Ése era el primer paso: acercarse a Cozzano, dar un buen vistazo a las medidas de seguridad, y así memorizar los rostros de la gente que le rodeaba. No las personas obvias como Eleanor Richmond o Mary Catherine —también eran peones—, sino los hombres trajeados que flotaban en los límites, justo un paso más allá del borde arcoíris del arco de luz.

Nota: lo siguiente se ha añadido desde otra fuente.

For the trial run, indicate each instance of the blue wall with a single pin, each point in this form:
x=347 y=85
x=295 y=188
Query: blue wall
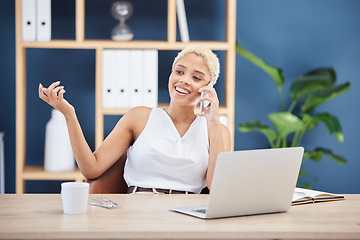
x=297 y=36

La plataforma era enorme, tan grande como el escenario de un importante concierto de rock, y estaba hueca, y todos los hombres misteriosos y trajeados tenían acceso especial a las puertas y escaleras astutamente ocultas que llevaban abajo. Todas las puertas estaban protegidas por polis uniformados que sólo permitían el paso de ciertas personas; debías llevar un pase especial alrededor del cuello. Pero de vez en cuando, cuando alguien importante entraba o salía, una puerta se abría durante unos segundos, ofreciendo a Vishniak una visión del mundo oculto a los pies de Cozzano. Lo que vio confirmó todo lo que había estado pensando: gruesos cables negros serpenteando por todas partes, bancos de monitores de televisión, hombres con auriculares hablando por teléfono y tecleando en ordenadores. Y en el centro de todo eso, difícil de ver entre la confusión de técnicos, cables y vigas de soporte, ocupando el mismo centro de la red, había un semirremolque, uno completamente nuevo. No podía ver lo suficiente para leer las palabras que llevaba a un lado, pero no tenía que hacerlo, se le podía reconocer por los colores; era un camión GODS.

Cuando se abrían las puertas echaba un buen vistazo a las personas bajo la plataforma. Esos eran los que controlaban la mente de Cozzano. Los que, en algún momento entre ese punto y el día de las elecciones, iban a recibir balas de nueve milímetros entre los ojos, disparadas desde la pistola de plástico de Floyd Wayne Vishniak.

Vishniak saltó y gritó junto con la multitud.

—¡Yo le salvaré, gobernador Cozzano! ¡Le sacaré de esta conspiración o moriré intentándolo! —Pero sus palabras de ánimo se perdieron en el tumulto.